National could also continue its policy of directing its supporters to vote for United Future's Peter Dunne in Ohariu and the Act candidate in Epsom, while encouraging them to give their party vote to National.

Labour leader Andrew Little said that following discussions between the parties, both Labour and Greens had decided they would back themselves "with our own electoral commitments".

They had various reasons for running their own candidates in all the electorates, he said. The Greens did it to campaign for the party vote, and Labour always planned to compete in every electorate because it was one of the two big political parties, he said.

Withdrawing candidates altogether would have been a step further than the 2014 election, when the Greens made it clear to supporters that they should vote for a Labour candidate.

Green Party co-leader James Shaw said today a similar strategy could still be employed at this year's election: "Nothing is off the table."

However, if the Greens decided to pull a candidate from a marginal seat or direct their supporters to vote for a Labour candidate it would be on their own initiative, not as part of a formal arrangement with Labour.

Shaw said the Greens remained committed to running a candidate in all 71 electorates including all seven Maori seats for the first time.

He did not agree that running candidates in Maori seats would undermine Labour's chances given the joint approach by the Maori Party and Mana in those electorates.

In 2014, Davis won Te Tai Tokerau by just 743 votes over Harawira while the Maori Party candidate won 2579 votes.

Davis has said he is relaxed about the different contest this year because his profile is higher than three years ago.

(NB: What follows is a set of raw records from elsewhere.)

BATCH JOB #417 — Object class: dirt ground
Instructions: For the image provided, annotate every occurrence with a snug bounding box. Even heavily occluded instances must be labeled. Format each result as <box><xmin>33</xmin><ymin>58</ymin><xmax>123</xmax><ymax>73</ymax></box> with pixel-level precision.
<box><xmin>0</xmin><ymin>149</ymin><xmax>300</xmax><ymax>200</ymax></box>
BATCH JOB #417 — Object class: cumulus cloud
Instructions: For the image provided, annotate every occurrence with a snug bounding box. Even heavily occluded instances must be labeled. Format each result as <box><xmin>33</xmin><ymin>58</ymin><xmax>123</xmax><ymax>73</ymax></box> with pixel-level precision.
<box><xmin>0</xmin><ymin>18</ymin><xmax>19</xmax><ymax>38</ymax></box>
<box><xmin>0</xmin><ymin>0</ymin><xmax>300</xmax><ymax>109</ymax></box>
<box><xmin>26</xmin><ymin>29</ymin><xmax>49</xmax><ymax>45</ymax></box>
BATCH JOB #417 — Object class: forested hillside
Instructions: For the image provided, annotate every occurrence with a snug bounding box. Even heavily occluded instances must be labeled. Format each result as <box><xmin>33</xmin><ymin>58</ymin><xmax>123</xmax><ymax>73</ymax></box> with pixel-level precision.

Meanwhile, the Green Party's Auckland Central candidate Denise Roche is facing a challenge from political newcomer Chloe Swarbrick.

The party's nominations for the Auckland Central seat closed yesterday and Swarbrick and Roche are the only candidates to put their names forward.

Auckland Central is a key electorate for the Greens, who focus most of their energy on winning the party vote and received more votes than Labour in the seat in 2014.

Labour announced today that two relative unknowns, lawyer Helen White and educationalist Shanan Halbert, had put their hands up to replace Ardern as Labour's candidate in Auckland Central.

After narrowly losing to Kaye twice, Ardern is now running in the byelection for the safe Labour seat of Mt Albert.

Former Internet Party leader Laila Harre, who rejoined Labour last year, had said there was a remote possibility she would seek the Auckland Central nomination.

But she said today she was now more likely to play an organisational role within the party rather than run for Parliament.